Hero HX250R and the Dash scooter
But all of these models have a role to play in Hero's message. They say that Hero is going to attack every part of the market. They won't launch 65 products one day but over the next two-three years, there will be a Hero MotoCorp product in every segment. There will be scooters, motorcycles and through EBR, there may be mid-weights like the Hastur as well as, eventually, full on superbikes like the EBR1190RS and RX.
If you think of Hero as a company that only began life three-four years ago, the Auto Expo blitz says Hero's busy making up lost ground on companies that have existed, developed, launched and sold products for a much, much longer time. They want to be the school monitor despite being in the third grade. They're doing what appears to me the only logical way to operate when you have momentum and yet, need to create it as well.
I met Pawan Munjal at the end of the Diwali announcement bonanza and he seemed tired. Tired in the same way that driven individuals are when their brains won't allow their bodies to rest. But he smiled and said that this was a new challenge for him. A challenge that was a lot more personal than ever before and he was determined to keep Hero where he believes it belongs - at the very top.
Hero understands that it has a battle of profound proportion ahead of it.
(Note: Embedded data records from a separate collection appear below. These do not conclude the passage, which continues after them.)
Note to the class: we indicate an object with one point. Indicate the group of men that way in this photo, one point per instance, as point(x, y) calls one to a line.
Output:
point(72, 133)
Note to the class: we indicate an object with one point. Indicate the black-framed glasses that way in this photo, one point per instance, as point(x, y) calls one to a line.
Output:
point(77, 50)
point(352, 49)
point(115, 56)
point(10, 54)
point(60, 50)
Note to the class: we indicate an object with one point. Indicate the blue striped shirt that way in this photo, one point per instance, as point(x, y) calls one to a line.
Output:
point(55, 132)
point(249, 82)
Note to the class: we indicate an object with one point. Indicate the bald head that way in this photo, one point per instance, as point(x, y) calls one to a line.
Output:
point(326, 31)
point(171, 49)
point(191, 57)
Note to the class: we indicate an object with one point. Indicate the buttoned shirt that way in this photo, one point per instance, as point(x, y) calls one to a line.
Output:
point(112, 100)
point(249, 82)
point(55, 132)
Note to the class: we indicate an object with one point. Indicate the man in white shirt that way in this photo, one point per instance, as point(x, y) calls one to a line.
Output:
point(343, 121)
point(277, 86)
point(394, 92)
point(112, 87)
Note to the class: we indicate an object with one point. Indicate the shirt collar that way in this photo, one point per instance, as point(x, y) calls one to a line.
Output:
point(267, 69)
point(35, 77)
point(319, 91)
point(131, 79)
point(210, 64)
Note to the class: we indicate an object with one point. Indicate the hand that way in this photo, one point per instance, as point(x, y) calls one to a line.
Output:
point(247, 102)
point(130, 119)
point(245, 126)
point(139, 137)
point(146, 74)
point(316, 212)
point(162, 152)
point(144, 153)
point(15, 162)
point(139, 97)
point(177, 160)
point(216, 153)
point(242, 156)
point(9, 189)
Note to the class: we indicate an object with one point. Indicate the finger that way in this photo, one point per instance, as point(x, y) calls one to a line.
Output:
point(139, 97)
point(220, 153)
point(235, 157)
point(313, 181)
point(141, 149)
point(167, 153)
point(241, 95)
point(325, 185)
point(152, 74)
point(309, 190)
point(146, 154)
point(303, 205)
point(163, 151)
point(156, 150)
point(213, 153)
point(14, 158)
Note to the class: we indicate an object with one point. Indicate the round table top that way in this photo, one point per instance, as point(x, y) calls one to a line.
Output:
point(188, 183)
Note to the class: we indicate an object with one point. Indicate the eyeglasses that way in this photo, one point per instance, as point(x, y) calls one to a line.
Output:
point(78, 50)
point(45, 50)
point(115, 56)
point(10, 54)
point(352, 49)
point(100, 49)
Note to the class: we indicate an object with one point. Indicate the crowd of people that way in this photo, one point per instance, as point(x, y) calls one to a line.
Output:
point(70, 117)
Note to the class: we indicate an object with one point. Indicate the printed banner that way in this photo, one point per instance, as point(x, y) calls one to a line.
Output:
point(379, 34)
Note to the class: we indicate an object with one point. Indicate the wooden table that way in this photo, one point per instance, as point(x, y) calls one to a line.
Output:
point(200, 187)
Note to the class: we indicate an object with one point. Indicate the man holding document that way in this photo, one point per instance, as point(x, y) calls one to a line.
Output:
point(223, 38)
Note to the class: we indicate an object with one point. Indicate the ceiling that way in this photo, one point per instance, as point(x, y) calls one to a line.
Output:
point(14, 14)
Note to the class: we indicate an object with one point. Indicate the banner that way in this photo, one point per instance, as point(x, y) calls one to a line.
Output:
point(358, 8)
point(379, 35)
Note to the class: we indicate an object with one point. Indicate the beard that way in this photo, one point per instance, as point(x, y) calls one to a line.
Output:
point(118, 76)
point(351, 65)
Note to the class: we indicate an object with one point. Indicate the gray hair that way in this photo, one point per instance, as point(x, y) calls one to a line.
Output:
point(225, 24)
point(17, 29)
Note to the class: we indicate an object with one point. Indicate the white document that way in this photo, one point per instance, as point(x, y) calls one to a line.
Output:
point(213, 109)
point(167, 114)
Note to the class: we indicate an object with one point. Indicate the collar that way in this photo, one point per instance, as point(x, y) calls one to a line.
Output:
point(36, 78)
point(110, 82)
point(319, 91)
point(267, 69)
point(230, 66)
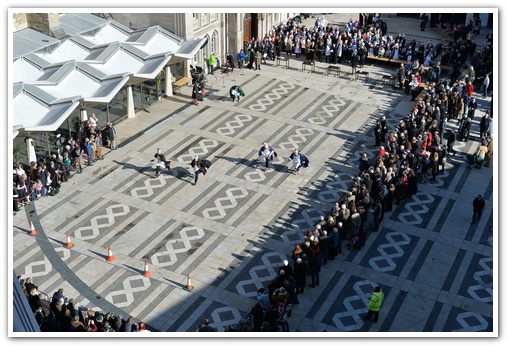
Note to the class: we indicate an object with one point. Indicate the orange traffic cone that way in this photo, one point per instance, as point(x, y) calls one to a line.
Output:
point(32, 229)
point(110, 256)
point(69, 243)
point(146, 270)
point(189, 284)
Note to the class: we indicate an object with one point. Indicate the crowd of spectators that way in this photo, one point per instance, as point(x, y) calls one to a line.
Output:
point(411, 153)
point(62, 314)
point(44, 177)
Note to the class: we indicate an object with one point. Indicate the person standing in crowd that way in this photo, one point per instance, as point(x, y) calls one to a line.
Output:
point(250, 57)
point(269, 154)
point(196, 91)
point(211, 62)
point(258, 60)
point(230, 60)
point(235, 92)
point(196, 165)
point(76, 158)
point(478, 205)
point(480, 154)
point(450, 142)
point(111, 135)
point(241, 58)
point(377, 215)
point(207, 327)
point(484, 124)
point(99, 143)
point(160, 162)
point(489, 154)
point(298, 160)
point(354, 61)
point(485, 85)
point(89, 151)
point(374, 305)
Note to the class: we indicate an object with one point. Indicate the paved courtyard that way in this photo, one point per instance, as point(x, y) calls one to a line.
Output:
point(231, 232)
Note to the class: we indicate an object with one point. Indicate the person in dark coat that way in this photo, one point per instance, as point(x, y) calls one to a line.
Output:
point(450, 142)
point(235, 92)
point(257, 316)
point(478, 205)
point(196, 90)
point(300, 271)
point(354, 62)
point(324, 242)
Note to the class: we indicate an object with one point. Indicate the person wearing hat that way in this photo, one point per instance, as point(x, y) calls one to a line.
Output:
point(212, 60)
point(111, 136)
point(269, 154)
point(241, 58)
point(235, 92)
point(374, 305)
point(286, 268)
point(160, 162)
point(196, 165)
point(207, 327)
point(298, 160)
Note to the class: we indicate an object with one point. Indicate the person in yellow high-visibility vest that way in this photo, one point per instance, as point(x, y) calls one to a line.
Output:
point(374, 306)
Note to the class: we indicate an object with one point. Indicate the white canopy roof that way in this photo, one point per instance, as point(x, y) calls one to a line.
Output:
point(91, 64)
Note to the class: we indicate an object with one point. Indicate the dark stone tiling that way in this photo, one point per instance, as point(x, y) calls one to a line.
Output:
point(195, 306)
point(460, 186)
point(59, 266)
point(421, 258)
point(175, 179)
point(154, 303)
point(487, 233)
point(196, 113)
point(210, 204)
point(327, 292)
point(155, 124)
point(242, 122)
point(488, 194)
point(391, 251)
point(104, 173)
point(460, 320)
point(265, 272)
point(451, 276)
point(446, 209)
point(429, 326)
point(478, 283)
point(252, 99)
point(387, 318)
point(350, 297)
point(153, 143)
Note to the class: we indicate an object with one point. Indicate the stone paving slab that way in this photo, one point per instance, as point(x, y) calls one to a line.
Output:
point(231, 232)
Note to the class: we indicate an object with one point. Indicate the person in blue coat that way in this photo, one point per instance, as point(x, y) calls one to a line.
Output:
point(298, 160)
point(241, 58)
point(269, 154)
point(235, 92)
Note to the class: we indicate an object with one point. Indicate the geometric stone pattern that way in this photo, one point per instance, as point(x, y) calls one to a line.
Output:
point(226, 275)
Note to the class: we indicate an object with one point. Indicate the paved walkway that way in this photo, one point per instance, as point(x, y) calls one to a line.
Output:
point(231, 232)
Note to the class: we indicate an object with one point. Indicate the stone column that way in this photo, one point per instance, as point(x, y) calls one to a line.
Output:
point(130, 103)
point(30, 149)
point(84, 115)
point(168, 82)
Where its smaller machines will have to bring the numbers and the bigger ones will have to bring the profits. Where it will battle Honda and the other manufacturers for every inch of space in our market. It is easy to be cynical and dismiss their forthcoming products - some of their designs were clearly less mature than a product leader's should be.
But it's making the right moves and the right noises. It intends to take the fight to a global giant with a reputation for winning and dominating. Over the next two years, what lies ahead is a slew of products that will tell us how well Hero's technological development is going and whether it can bring credible products to market or not.
Showing roughly 33 products - some ready and others forthcoming - in the space of six-odd months is no mean feat. But retaining their market leadership isn't going be a small task either. You just have to remember that Hero isn't making empty promises either. Now that Munjal has put in place a launch schedule, all of these products have to come to market, ideally on time. It was probably not unplanned but the ball is now in Hero R&D's court and now they have to start delivering. Deliver products that excite you and me. Products that their dealers can sell. Products that sustain Hero's momentum. It began in November 2013 and no one can tell you where it will end.